Uribe, ¿y su corazón grande?

Su odio, doctor Uribe, contra el presidente Santos no puede llevarlo a falsear realidades, ni a menospreciar logros, ni a confundir objetivos, ni a utilizar verdades a medias.

¿Su sucesor se convierte automáticamente en traidor por no ser un clon suyo? ¿Acaso buscar la paz no es una obligación constitucional? ¿Los sueños de Bolívar que usted vive reivindicando no corresponden a mantener buenas relaciones con los países vecinos —relaciones que, a propósito, quedaron tan maltrechas en su gobierno—? ¿Rehacer el país vial después de un invierno que mostró la fragilidad de las carreteras, sin tener en cuenta el retrovisor de su gestión, no habla bien del Gobierno de la Prosperidad? ¿No cree que el avance en conectividad tecnológica de estos tres años le hace un aporte a su campaña como aspirante a congresista, pues permite que las ráfagas de Twitter que usted produce le lleguen a mucha más gente? ¿Tratar de corregir los engendros de la Ley 100 —que usted parió, sin echarle la culpa a su papel de parlamentario gestor— no habla bien de la lealtad santista con su señoría? ¿Lograr que la gente encuentre empleo bien remunerado, y no simplemente “trabajito y platica” como usted suele decir, no es un hecho de cohesión social? ¿Confrontar la ilegalidad sin chuzadas y sin “falsos positivos” no hacen que la seguridad ahora sí sea democrática? Que ahora en las marchas indígenas no se utilice el lenguaje homofóbico del pasado, ¿no habla bien del que usted ayudó a elegir?

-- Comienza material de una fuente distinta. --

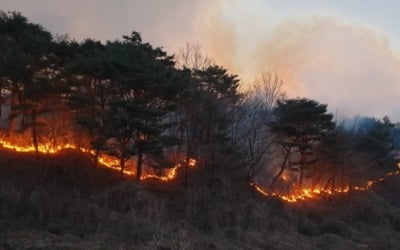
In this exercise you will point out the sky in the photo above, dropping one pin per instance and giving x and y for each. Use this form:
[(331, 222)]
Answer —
[(345, 53)]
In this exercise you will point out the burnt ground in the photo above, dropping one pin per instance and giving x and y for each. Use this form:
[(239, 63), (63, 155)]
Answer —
[(64, 202)]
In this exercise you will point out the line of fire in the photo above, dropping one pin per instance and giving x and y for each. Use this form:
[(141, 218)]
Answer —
[(134, 108)]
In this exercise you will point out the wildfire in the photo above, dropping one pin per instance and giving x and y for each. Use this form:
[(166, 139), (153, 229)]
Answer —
[(308, 193), (103, 159), (170, 174)]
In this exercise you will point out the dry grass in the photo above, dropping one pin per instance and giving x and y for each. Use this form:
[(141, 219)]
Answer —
[(63, 202)]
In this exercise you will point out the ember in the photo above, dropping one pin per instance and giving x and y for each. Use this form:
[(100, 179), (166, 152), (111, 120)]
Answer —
[(104, 159)]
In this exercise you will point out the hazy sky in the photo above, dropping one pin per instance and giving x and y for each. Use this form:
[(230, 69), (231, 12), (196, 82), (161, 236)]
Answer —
[(343, 52)]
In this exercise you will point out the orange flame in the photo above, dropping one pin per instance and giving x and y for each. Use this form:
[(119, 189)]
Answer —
[(104, 159), (308, 193)]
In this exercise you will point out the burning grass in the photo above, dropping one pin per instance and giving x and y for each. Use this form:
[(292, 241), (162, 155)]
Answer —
[(306, 193), (20, 145)]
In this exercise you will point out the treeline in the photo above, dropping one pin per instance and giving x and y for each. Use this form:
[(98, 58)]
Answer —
[(126, 97), (134, 101)]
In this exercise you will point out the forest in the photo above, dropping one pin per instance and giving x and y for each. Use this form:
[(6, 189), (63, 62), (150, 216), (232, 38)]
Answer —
[(177, 129)]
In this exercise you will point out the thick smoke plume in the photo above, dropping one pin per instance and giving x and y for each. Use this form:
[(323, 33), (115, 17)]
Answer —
[(346, 65)]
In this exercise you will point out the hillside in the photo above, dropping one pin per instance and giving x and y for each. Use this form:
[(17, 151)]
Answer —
[(64, 202)]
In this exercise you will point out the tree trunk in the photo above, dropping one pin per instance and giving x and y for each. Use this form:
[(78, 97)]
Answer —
[(13, 111), (96, 157), (283, 166), (34, 132), (1, 98), (301, 169), (122, 164), (139, 165)]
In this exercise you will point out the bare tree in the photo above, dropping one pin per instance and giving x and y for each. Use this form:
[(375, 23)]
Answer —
[(254, 136), (191, 57)]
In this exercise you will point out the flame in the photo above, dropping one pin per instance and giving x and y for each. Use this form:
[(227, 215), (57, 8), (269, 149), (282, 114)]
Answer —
[(308, 193), (103, 159)]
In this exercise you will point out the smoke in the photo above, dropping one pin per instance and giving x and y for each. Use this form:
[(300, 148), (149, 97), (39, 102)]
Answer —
[(348, 66)]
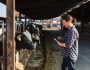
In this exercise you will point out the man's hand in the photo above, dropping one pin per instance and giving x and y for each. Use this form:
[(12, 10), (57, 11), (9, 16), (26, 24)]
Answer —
[(60, 38)]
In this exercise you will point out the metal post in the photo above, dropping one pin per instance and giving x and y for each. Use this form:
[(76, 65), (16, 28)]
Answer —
[(3, 39), (10, 42)]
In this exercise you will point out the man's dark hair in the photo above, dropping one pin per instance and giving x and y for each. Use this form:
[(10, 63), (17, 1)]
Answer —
[(66, 17)]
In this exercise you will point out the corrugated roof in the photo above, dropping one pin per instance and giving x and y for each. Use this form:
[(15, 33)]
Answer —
[(43, 9)]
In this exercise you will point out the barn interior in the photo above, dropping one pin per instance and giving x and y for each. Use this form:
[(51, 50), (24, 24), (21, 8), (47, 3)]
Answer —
[(48, 9)]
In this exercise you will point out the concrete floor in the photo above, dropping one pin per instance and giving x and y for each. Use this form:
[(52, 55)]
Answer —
[(55, 59)]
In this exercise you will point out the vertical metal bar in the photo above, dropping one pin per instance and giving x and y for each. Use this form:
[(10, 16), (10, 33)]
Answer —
[(3, 29), (10, 42)]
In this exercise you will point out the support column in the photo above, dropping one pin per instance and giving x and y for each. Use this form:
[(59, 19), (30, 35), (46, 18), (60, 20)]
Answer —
[(10, 42)]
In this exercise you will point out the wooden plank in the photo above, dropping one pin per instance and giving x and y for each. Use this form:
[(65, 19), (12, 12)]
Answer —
[(10, 55)]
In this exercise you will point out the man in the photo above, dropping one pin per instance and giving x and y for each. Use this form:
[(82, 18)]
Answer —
[(70, 45)]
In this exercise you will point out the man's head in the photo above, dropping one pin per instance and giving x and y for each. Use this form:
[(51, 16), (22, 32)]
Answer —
[(67, 20)]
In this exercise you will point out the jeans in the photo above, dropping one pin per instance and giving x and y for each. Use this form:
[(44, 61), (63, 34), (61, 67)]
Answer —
[(68, 64)]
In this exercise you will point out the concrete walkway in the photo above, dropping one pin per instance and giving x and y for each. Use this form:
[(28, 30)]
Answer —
[(54, 55)]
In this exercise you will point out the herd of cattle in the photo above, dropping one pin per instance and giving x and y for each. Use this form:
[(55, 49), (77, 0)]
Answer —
[(26, 38)]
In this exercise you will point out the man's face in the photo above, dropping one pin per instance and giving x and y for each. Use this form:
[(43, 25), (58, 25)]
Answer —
[(65, 23)]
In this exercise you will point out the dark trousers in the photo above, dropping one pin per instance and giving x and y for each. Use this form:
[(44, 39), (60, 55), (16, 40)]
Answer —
[(68, 64)]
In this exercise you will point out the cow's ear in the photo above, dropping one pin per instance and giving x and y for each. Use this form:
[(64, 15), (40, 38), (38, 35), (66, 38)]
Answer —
[(19, 37)]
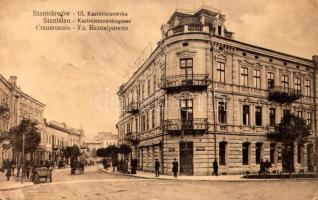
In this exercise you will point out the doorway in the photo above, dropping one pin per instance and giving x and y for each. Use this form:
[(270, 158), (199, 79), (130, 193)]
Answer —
[(186, 158)]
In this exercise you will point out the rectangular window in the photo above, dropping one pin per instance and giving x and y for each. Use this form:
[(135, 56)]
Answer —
[(222, 112), (222, 153), (147, 121), (270, 80), (221, 72), (272, 153), (298, 84), (258, 152), (309, 120), (257, 78), (149, 86), (308, 88), (186, 65), (272, 117), (285, 82), (244, 76), (186, 113), (245, 153), (153, 118), (154, 84), (286, 112), (246, 113), (299, 153), (258, 116), (300, 114)]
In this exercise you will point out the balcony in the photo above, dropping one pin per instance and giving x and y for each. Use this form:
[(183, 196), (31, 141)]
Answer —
[(132, 138), (4, 110), (283, 94), (132, 108), (183, 82), (177, 126)]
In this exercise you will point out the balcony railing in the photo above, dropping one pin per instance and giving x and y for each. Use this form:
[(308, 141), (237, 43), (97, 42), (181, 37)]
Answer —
[(176, 126), (283, 95), (132, 107), (187, 82), (4, 110)]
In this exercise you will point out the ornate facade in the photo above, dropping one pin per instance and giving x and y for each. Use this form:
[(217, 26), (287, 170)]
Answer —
[(202, 95)]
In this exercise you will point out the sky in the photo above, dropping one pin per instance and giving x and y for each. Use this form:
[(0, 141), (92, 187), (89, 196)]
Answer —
[(77, 73)]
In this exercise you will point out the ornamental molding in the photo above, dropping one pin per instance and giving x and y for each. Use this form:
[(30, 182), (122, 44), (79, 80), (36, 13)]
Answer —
[(186, 53)]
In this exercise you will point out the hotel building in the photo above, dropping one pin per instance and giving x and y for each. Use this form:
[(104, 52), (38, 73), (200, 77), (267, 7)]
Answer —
[(202, 95)]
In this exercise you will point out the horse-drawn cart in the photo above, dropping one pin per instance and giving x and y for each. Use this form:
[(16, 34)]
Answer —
[(41, 173)]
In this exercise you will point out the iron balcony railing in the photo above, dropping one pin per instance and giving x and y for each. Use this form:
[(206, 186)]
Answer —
[(192, 81), (131, 137), (283, 94), (132, 107), (186, 125)]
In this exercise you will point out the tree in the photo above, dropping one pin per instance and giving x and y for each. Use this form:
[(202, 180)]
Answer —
[(290, 131), (31, 133)]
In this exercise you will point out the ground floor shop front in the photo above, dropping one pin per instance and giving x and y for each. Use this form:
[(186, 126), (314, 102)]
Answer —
[(235, 154)]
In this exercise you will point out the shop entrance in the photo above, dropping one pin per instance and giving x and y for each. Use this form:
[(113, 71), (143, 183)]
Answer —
[(186, 158)]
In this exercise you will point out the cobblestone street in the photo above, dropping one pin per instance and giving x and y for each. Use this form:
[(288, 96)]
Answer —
[(95, 184)]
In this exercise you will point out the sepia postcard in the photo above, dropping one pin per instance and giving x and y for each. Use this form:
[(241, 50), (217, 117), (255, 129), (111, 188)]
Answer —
[(158, 99)]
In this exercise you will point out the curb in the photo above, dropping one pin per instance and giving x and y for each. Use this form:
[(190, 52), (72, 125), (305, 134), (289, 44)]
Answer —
[(240, 180), (17, 187)]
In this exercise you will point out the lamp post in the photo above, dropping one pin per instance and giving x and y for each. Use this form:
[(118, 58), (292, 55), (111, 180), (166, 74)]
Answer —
[(23, 145)]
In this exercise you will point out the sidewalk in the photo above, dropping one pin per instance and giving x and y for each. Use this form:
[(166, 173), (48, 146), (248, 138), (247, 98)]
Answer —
[(151, 175), (224, 178), (14, 183)]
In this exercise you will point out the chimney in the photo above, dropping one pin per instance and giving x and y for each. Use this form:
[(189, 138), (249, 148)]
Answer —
[(13, 81)]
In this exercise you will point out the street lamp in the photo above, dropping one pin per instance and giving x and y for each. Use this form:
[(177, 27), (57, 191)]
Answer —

Doctor Uribe: muchos lo acompañamos como ciudadanos y gobernantes locales en su decisión de confrontar a la guerrilla después del fracasado proceso del Caguán. A su entonces Ministro de Defensa no le tembló la mano para poner en jaque a la guerrilla y conseguir los logros más importantes que se recuerden en la lucha contrainsurgente. Hoy, como un admirable guerrero, tampoco le tiembla la mano digna para construir acuerdos que comprometan al país en una agenda de ruralidad, ni duda en seguir confrontando militarmente a quienes se niegan a hacer política desarmados. El hecho de buscar una paz negociada, que lleve a la dejación de las armas y permita liberar recursos del presupuesto para educación y salud, no le hace mal a nadie y menos a usted, doctor Uribe. Esos dos rubros —educación y salud— son huevitos apestosos y pichos que heredó Santos.

Empiece por no especular sobre qué pasa en La Habana. ¡Conozca el proceso! El que usted coincida con las Farc en una constituyente y en un congreso unicameral no lo hacen ni sospechoso ni débil frente a los demás. De otra parte, el que se una a la paz y a la reconciliación sí le permitiría que su corazón grande —tan en deuda con Colombia— albergue mensajes de amor y no de odio.

Desconocer el activo que es usted para los colombian@s es una estupidez. Por eso, uno de los más grandes logros que alcanzaríamos los obsesivos con la reconciliación es que usted reconozca alguna virtud en su sucesor, que se dé un abrazo con Iván Cepeda, que muestre los pasivos que se dan en La Habana pero que reivindique los activos y, sobretodo, que ordene a su clon hacer una campaña propositiva y no simplemente de denuncia para que no terminen pareciéndose a la izquierda que tanto critican.

Eso sí, haya sido del pasado o del presente la amenaza contra su vida, nada le quita importancia a semejante barbaridad. No solamente porque al atentado personal hay que condenarlo venga de donde venga, sino por que estoy seguro de que usted va a ser un baluarte para la paz de los colombianos.